A lot of people aren't speaking at all, and he can't even blame them. Hangyu, Mingxia, Rusty, Setsuna, Tenko, even Nezumi has been weirdly, uncharacteristically quiet - not that he's complaining on that one. If Nezumi never said another word in his presence ever again, Nemesis would be perfectly fine with that. And what about Leland? He's been silent, too. How does he feel about all this? Did he know? That thought produces such a visceral sense of betrayal that Nemesis shoves it aside, over into the mental box labelled 'To Be Dealt With Later' because right now he just can't. 
"For my part, though, I meant what I said. I do not support any more executions. And I am beyond sick of listening to excuses and justifications, I don't know about anyone else but listening to you all explain why you just had to torture us, for our own good, and how you thought it was the best plan is only making me angrier. We were scared and hurt and confused, and yet you judged us harshly just for getting into arguments, as if that's somehow worse than the decisions you made based in panic. And then kept right on making. As far as I'm concerned you should all be incarcerated. I have no idea how any external justice system would deal with any of you, but we have a jail cell on board and I don't see why that can't do in the short term, until we figure something else out. In Silicon we have - well, had at least, I don't exactly know the current state of things - rehabilitation centers, but I think you six need more than a good therapist and some career training."
Six. Atropos, Lachesis, Clotho, Charon, Elliott, Menai. He's not including Mina in that group, not right now, she doesn't share the same culpability, she was the only one who tried to stop things, the only reason this shit didn't keep going even further. He's still got a lot of mixed feelings there, only getting more mixed as she expresses affection for the others, but he's not going to lump her in just for that.
"This is all stuff we'll have to figure out. That and what we're going to do about the state of global politics. I have some ideas there - whatever we end up doing we're going to need consultants, and access to information on current affairs, just to start with - but first things first. We need to finish with this fiasco, and deal with the Titan Administration."
The matter of fact way in which Nemesis lists these necessities is probably a result of Evren's memories of being a pillar of government infrastructure. While this whole scenario may suck especially hard for him, he's ironically probably one of the better options to have present to deal with it. Nemesis knows how to govern, and more importantly he knows how to rebuild and how to progress.

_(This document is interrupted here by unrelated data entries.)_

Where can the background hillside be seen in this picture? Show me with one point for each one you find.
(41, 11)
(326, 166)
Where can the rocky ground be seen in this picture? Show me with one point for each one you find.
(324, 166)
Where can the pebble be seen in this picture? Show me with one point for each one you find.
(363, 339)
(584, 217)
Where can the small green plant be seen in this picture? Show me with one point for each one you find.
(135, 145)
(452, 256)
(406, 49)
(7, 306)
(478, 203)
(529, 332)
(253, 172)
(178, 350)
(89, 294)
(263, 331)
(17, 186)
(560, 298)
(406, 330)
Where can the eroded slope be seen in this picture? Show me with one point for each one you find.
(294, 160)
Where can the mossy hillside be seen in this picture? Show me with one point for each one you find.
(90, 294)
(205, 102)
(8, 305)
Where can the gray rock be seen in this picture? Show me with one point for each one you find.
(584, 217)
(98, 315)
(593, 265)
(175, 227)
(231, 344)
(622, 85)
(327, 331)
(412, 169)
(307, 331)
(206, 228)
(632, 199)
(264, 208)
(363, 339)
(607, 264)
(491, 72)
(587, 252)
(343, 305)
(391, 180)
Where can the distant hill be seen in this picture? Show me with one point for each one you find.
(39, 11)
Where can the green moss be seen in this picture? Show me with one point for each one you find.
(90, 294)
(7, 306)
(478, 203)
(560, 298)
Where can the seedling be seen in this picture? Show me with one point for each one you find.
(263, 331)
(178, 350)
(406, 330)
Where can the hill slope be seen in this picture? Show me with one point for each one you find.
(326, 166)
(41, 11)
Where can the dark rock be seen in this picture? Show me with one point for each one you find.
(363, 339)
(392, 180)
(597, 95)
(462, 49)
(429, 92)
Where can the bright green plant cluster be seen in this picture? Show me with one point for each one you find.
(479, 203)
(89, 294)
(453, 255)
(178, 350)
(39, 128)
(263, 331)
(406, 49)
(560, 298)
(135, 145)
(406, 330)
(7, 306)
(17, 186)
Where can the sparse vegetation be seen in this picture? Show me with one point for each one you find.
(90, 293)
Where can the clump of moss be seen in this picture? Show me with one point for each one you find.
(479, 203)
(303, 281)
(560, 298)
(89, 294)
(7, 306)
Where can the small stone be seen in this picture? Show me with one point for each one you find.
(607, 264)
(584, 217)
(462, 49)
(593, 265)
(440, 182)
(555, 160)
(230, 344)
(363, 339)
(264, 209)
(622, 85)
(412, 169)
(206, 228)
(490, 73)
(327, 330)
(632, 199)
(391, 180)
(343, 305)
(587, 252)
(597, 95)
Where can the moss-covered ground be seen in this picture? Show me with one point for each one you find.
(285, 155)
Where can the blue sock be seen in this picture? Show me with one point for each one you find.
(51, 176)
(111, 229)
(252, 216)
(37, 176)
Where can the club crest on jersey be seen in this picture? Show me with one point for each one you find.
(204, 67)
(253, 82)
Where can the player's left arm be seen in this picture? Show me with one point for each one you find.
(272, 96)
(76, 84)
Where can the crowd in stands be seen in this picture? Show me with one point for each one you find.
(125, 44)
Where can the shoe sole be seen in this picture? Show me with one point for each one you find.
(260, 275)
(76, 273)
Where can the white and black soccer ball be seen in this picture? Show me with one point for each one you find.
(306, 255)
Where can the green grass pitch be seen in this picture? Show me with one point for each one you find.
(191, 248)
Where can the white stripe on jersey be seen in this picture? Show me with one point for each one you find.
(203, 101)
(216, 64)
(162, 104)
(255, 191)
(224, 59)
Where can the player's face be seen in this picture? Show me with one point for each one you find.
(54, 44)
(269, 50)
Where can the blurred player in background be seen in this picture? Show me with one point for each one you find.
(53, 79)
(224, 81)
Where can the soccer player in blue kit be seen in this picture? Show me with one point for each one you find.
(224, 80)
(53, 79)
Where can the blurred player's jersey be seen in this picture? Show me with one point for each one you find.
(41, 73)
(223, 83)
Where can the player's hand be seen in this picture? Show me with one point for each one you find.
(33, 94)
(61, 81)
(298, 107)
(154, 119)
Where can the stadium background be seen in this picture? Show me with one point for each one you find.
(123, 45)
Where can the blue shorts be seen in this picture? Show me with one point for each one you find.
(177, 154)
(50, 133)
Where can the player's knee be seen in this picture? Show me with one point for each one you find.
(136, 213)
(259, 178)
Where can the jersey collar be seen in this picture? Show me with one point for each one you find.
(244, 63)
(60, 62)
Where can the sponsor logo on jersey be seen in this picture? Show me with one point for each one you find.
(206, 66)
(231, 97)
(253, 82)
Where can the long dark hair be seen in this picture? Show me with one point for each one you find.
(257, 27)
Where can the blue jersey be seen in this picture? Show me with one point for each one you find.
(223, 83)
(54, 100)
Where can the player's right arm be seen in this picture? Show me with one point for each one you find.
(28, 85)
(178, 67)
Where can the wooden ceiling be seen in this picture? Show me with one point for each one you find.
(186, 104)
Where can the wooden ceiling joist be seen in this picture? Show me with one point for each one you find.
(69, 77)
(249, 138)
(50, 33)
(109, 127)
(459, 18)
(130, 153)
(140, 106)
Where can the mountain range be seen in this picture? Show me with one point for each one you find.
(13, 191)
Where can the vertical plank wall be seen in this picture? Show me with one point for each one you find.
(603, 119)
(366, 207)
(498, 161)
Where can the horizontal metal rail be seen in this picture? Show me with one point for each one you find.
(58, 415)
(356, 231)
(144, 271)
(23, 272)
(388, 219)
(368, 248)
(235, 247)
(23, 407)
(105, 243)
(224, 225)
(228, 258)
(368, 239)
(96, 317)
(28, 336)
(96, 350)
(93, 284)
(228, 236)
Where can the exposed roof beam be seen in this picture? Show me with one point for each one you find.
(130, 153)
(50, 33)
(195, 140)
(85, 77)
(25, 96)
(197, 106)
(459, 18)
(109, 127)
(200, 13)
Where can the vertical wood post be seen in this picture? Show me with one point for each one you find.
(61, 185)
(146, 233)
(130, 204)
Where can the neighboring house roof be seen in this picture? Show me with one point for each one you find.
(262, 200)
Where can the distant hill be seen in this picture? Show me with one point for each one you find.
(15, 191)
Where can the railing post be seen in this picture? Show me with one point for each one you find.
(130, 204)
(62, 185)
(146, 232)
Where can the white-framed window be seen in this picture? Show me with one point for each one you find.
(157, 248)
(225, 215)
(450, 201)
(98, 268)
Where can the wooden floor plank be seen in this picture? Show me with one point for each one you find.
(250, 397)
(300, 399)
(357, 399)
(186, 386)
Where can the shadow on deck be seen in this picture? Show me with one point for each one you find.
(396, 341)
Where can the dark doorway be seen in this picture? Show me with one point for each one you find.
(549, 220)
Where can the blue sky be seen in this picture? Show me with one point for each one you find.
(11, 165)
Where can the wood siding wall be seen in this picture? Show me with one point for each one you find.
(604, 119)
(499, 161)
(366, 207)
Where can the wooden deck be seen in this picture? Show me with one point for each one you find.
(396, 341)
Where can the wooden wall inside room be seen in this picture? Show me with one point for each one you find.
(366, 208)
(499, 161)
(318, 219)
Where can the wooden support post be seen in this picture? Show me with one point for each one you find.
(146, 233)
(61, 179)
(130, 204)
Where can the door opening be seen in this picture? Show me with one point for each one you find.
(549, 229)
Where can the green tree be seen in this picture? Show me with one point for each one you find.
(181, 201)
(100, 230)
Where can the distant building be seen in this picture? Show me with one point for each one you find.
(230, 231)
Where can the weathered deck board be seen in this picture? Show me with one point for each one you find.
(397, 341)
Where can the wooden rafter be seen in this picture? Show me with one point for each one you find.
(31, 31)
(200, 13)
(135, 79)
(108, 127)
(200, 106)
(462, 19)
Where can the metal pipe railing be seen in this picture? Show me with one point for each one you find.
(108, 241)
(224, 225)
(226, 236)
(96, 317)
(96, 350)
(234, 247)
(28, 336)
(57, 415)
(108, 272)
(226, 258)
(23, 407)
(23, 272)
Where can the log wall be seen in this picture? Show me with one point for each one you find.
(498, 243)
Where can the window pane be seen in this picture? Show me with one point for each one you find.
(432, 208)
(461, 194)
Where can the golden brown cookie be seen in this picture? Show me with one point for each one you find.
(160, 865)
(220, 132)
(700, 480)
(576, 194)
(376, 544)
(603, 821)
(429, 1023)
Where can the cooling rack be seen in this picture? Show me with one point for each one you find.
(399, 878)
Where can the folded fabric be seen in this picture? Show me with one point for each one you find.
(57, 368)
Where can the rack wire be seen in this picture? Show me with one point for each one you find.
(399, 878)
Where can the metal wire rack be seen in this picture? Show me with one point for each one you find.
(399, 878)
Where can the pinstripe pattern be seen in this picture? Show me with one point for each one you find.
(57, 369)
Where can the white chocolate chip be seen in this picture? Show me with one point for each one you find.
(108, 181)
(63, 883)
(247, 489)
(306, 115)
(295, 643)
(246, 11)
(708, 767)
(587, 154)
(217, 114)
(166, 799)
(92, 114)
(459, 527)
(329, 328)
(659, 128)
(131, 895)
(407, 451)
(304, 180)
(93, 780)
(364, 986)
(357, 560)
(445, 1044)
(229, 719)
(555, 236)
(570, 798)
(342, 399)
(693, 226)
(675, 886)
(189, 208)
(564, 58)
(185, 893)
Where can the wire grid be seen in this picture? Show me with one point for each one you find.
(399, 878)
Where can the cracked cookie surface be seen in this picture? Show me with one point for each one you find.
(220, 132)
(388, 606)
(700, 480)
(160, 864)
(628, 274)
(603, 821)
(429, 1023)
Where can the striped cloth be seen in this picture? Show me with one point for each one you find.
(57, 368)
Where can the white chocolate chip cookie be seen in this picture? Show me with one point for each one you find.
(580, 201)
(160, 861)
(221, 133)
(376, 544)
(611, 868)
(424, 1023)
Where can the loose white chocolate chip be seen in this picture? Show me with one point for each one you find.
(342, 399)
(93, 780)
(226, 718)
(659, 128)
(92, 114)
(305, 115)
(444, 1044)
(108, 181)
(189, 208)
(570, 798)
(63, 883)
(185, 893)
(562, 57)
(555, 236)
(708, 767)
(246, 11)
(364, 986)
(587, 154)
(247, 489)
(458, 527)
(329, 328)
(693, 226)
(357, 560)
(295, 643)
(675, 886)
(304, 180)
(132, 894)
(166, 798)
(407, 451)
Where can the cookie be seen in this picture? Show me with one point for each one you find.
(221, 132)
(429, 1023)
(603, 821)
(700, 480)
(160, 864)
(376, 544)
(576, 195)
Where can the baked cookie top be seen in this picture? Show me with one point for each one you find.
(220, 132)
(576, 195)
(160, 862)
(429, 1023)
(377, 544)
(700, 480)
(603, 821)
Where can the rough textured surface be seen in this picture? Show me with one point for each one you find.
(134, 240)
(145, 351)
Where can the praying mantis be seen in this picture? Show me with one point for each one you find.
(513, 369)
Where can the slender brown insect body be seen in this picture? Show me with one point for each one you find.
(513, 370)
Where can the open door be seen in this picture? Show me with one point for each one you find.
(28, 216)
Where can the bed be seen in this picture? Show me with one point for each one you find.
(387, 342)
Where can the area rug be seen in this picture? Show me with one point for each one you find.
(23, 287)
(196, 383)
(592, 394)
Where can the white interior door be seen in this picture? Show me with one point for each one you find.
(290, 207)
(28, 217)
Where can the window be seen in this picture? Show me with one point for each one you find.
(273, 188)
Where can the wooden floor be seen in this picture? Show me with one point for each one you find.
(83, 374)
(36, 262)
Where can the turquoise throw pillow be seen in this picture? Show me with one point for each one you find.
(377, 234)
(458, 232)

"So, how exactly do we wrap this up so we can move forward? You need us all to make our votes for Elliott and Menai official? How do we vote for the Full Council Override? Because I definitely want us to take the reins back as soon as possible." He pauses and looks over at Mina and KIT. "Actually I might feel more comfortable if you could explain, if you know how this place functions, since they skipped giving us the How-To Manual."